Géopolitique du pétrole : quelles perspectives ?

Interview
18 mai 2018
Le point de vue de Francis Perrin


Est-on à l’aube d’un nouveau choc pétrolier ? Depuis janvier 2018, les cours du pétrole sont dominés par des perspectives haussières, alors que la récente crise diplomatique entre l’Iran et les États-Unis a amplifié les tensions présentes sur ce marché, Washington menaçant Téhéran de nouvelles sanctions économiques. L’Arabie saoudite semble vouloir en tirer profit affirmant sa capacité à augmenter sa production afin d’endiguer la probable diminution des exportations iraniennes. Le point de vue de Francis Perrin, directeur de recherche à l’IRIS, sur la situation.

Quel avait été l’apport de l’Iran sur le marché pétrolier suite à sa réintégration progressive dans l’économie mondiale depuis 2014 ? Dans quelle mesure l’annonce des États-Unis de leur retrait de l’accord sur le nucléaire iranien va-t-elle affecter le marché pétrolier du pays ? Téhéran va-t-il pouvoir limiter les effets des sanctions à venir ?

C’est à partir de janvier 2016, avec la levée des sanctions européennes et des sanctions extraterritoriales américaines, que l’Iran a été en mesure d’accroître de façon significative ses exportations et sa production de pétrole brut. Alors que celle-ci était tombée à 2,7-2,8 millions de barils par jour (Mb/j) en 2015, elle est remontée à 3,8 Mb/j avant de se stabiliser à ce niveau. Pour les exportations, l’accroissement a été encore plus spectaculaire avec un plus que doublement depuis 2015. Au cours des premiers mois de 2018, la moyenne s’établissait à 2,1 Mb/j. L’Iran est actuellement le troisième producteur de brut au sein de l’Organisation des pays exportateurs de pétrole (OPEP), derrière l’Arabie saoudite et l’Irak, et le cinquième ou sixième au plan mondial.

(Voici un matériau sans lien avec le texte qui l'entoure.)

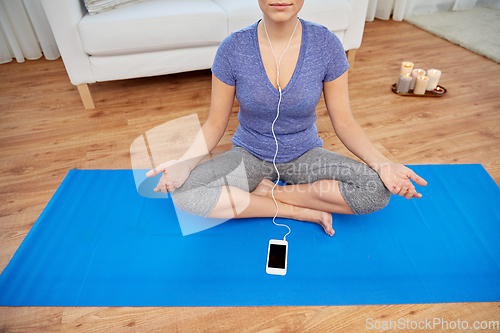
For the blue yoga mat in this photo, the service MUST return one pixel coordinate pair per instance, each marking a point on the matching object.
(99, 243)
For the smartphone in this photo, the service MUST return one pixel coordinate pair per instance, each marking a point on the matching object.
(277, 254)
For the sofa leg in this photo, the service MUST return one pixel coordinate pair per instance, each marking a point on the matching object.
(351, 54)
(84, 91)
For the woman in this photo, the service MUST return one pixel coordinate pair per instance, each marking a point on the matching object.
(288, 61)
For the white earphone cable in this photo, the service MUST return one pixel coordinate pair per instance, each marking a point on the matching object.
(277, 115)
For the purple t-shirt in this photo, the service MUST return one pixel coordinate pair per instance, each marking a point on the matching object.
(238, 63)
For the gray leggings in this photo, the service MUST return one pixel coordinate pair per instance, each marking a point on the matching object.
(360, 185)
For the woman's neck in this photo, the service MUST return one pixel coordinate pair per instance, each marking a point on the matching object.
(280, 32)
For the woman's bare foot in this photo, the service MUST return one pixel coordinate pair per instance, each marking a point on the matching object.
(324, 219)
(326, 222)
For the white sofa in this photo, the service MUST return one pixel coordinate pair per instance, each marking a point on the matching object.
(159, 37)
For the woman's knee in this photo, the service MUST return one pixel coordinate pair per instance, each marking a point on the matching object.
(198, 201)
(367, 199)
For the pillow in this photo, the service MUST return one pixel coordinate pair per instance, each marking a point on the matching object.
(99, 6)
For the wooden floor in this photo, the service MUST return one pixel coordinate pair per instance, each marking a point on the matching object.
(45, 131)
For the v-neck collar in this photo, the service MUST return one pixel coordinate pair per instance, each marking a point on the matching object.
(297, 65)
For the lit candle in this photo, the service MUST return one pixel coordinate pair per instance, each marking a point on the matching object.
(421, 85)
(438, 91)
(406, 67)
(404, 83)
(434, 76)
(414, 74)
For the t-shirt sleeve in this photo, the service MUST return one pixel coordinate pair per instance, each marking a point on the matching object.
(337, 63)
(221, 67)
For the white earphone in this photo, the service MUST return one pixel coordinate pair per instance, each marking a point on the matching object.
(277, 115)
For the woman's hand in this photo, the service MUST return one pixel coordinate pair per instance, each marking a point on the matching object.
(174, 175)
(396, 178)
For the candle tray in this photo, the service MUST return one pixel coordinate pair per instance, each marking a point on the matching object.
(427, 93)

L’annonce par les États-Unis du rétablissement des sanctions va dissuader certaines compagnies pétrolières non américaines d’importer du pétrole iranien et d’investir dans le secteur pétrolier en Iran. Bien sûr, les pays européens et plusieurs pays asiatiques soulignent qu’ils restent engagés par l’accord nucléaire iranien et qu’ils souhaitent protéger leurs entreprises contre la menace de sanctions américaines. L’Union européenne est d’ailleurs en train de se pencher sur ce sujet délicat. Cela dit, en dernière instance, ce sont des entreprises, et non des États, qui achètent du pétrole et du gaz naturel et qui investissent dans le secteur pétrolier et gazier en Iran. Et, parmi les grandes compagnies pétrolières européennes, mais aussi au Japon et en Corée du Sud et parfois dans d’autres pays, elles sont rares à prendre le risque de choisir l’Iran contre les États-Unis.

L’Arabie saoudite s’est dite prête à fournir les barils manquants, en conséquence de la probable diminution des exportations iraniennes. Dans quelle mesure l’affrontement Iran/Arabie saoudite se joue-t-il aussi sur le marché pétrolier ?

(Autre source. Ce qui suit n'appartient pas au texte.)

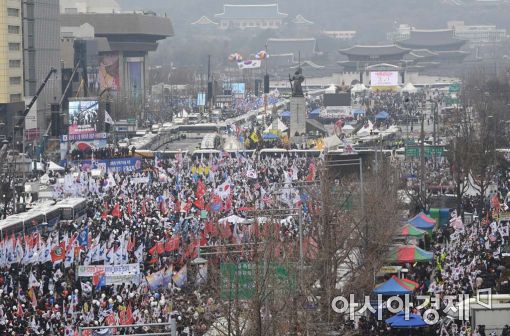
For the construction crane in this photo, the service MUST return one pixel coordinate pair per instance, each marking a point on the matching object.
(34, 98)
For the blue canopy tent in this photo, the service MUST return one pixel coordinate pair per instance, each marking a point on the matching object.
(400, 321)
(383, 115)
(270, 136)
(392, 287)
(423, 222)
(358, 112)
(314, 114)
(285, 114)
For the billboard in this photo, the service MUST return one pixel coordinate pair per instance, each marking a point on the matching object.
(108, 74)
(83, 116)
(134, 75)
(249, 64)
(126, 165)
(384, 78)
(237, 88)
(201, 99)
(337, 99)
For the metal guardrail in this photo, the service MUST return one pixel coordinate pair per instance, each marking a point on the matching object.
(171, 332)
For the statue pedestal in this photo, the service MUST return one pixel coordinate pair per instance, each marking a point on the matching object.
(297, 118)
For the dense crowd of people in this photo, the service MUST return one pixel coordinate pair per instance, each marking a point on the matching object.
(155, 219)
(104, 153)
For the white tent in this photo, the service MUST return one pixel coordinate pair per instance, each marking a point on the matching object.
(347, 129)
(279, 127)
(52, 166)
(331, 89)
(332, 142)
(360, 87)
(366, 130)
(234, 219)
(410, 88)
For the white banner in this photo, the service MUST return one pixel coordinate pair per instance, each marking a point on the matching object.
(138, 180)
(249, 64)
(109, 270)
(384, 78)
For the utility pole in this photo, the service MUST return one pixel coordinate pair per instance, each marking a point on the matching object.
(422, 162)
(434, 112)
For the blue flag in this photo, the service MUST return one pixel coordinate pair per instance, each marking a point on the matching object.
(83, 237)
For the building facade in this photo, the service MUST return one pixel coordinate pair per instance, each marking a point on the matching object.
(344, 35)
(11, 52)
(121, 43)
(11, 66)
(89, 6)
(478, 34)
(41, 44)
(243, 17)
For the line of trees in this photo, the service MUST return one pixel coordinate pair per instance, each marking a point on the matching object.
(480, 127)
(345, 239)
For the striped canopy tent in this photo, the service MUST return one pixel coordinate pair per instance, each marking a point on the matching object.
(396, 286)
(408, 254)
(423, 222)
(401, 321)
(410, 231)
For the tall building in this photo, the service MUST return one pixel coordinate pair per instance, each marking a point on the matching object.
(41, 44)
(89, 6)
(478, 34)
(11, 64)
(121, 43)
(266, 16)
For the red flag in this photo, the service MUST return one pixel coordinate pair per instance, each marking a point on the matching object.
(116, 210)
(203, 239)
(160, 247)
(20, 312)
(58, 252)
(200, 189)
(110, 320)
(154, 254)
(131, 244)
(199, 203)
(210, 228)
(172, 244)
(131, 320)
(188, 206)
(143, 211)
(97, 276)
(225, 230)
(163, 208)
(192, 249)
(228, 204)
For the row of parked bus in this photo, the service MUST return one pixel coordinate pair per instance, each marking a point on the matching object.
(45, 216)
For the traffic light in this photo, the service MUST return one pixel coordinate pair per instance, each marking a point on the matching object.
(55, 120)
(266, 84)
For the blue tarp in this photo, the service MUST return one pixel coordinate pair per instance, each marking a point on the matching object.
(270, 136)
(315, 113)
(382, 115)
(392, 287)
(399, 321)
(421, 221)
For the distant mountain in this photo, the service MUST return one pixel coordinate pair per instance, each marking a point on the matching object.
(372, 18)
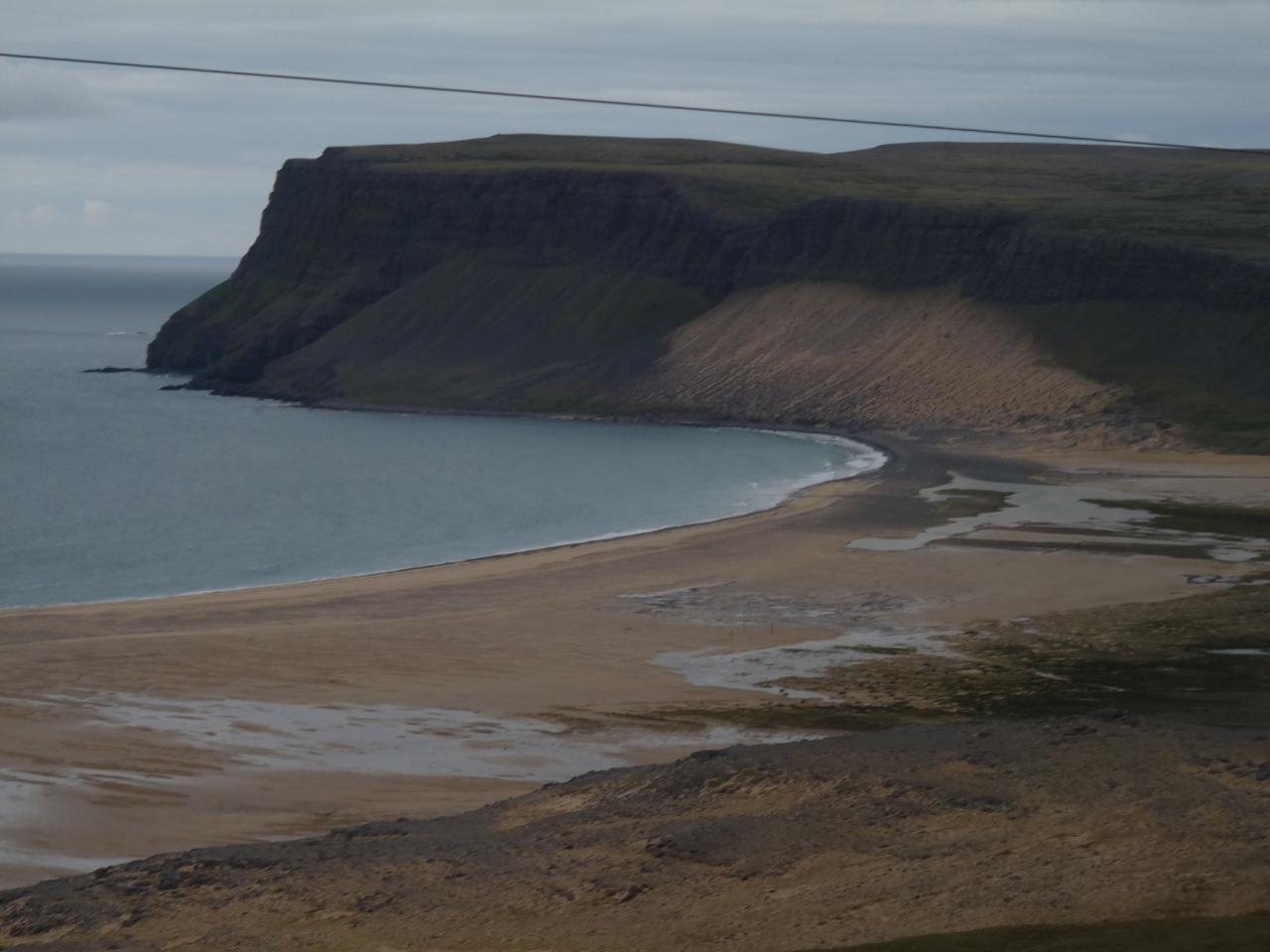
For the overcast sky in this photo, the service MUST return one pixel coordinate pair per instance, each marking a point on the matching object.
(100, 160)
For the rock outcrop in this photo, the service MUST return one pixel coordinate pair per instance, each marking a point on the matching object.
(539, 273)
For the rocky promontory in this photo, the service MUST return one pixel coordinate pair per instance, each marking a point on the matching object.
(928, 286)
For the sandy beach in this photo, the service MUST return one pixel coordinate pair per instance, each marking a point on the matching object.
(158, 725)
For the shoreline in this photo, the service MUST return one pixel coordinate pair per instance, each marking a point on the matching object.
(870, 443)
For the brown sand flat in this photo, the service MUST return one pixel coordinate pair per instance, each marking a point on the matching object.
(548, 635)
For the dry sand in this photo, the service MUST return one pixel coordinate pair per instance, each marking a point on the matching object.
(155, 725)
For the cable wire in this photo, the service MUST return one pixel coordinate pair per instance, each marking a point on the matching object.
(631, 103)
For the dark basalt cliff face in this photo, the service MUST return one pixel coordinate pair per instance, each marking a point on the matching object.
(518, 284)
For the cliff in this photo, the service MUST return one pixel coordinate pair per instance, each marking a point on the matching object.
(629, 276)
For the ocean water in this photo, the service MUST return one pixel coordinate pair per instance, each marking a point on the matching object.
(111, 488)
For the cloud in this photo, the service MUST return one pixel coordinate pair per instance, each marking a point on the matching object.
(96, 212)
(40, 214)
(185, 162)
(39, 91)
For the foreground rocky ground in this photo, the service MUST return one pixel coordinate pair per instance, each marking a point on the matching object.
(849, 839)
(1155, 809)
(1088, 777)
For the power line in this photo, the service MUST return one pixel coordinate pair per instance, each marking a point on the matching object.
(633, 103)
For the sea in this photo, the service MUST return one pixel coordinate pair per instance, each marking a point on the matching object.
(114, 489)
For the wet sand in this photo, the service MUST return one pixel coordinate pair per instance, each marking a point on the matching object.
(145, 726)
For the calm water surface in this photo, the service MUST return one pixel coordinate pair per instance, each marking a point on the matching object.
(114, 489)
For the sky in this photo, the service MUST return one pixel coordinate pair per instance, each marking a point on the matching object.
(96, 160)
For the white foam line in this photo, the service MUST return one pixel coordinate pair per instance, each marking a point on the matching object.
(873, 458)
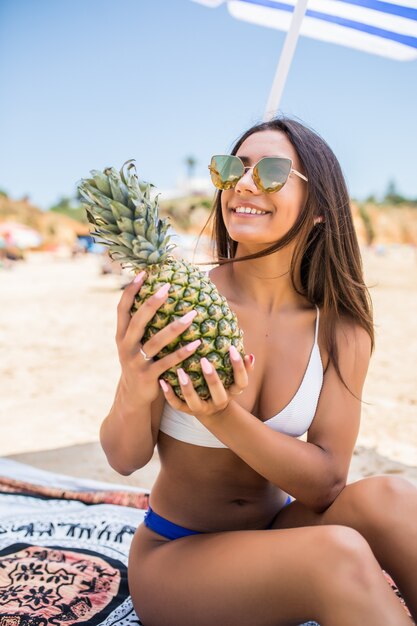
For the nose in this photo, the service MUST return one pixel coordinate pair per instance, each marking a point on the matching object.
(246, 183)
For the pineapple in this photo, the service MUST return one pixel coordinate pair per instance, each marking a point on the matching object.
(126, 219)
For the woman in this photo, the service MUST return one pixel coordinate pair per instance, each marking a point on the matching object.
(223, 543)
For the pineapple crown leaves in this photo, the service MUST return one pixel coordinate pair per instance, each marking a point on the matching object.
(124, 217)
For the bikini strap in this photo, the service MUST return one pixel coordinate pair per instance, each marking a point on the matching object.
(316, 334)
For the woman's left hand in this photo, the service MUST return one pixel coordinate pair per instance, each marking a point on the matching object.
(220, 397)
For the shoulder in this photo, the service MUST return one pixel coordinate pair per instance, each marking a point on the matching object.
(353, 347)
(352, 338)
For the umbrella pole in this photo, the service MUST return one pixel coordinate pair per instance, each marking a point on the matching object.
(285, 60)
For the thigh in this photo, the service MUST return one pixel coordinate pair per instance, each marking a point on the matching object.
(236, 578)
(367, 506)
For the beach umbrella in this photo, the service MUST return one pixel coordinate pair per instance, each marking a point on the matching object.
(388, 29)
(19, 235)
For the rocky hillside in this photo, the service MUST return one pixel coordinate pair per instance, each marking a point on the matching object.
(375, 224)
(55, 228)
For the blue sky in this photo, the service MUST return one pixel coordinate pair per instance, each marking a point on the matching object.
(91, 83)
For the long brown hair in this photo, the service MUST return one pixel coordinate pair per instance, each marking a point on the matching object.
(326, 266)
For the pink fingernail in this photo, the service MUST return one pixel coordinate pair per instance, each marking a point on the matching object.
(139, 277)
(206, 366)
(164, 386)
(194, 344)
(234, 354)
(188, 317)
(182, 376)
(162, 292)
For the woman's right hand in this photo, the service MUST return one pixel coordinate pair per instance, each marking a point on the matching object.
(140, 376)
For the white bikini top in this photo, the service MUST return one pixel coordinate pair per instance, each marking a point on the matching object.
(294, 419)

L’Arabie saoudite est l’un des rares pays avec Israël à avoir combattu l’accord de Vienne de juillet 2015 sur le programme nucléaire de l’Iran, et Riyad ne peut que se réjouir de la décision annoncée par le président Trump le 8 mai. Il est donc parfaitement logique pour le royaume de souligner, comme il l’avait déjà fait au début de cette décennie alors que l’Union européenne envisageait d’imposer un embargo pétrolier contre l’Iran, qu’il est prêt à augmenter sa production et ses exportations pour éviter toute éventuelle pénurie de pétrole. L’Arabie saoudite en a la volonté et les moyens.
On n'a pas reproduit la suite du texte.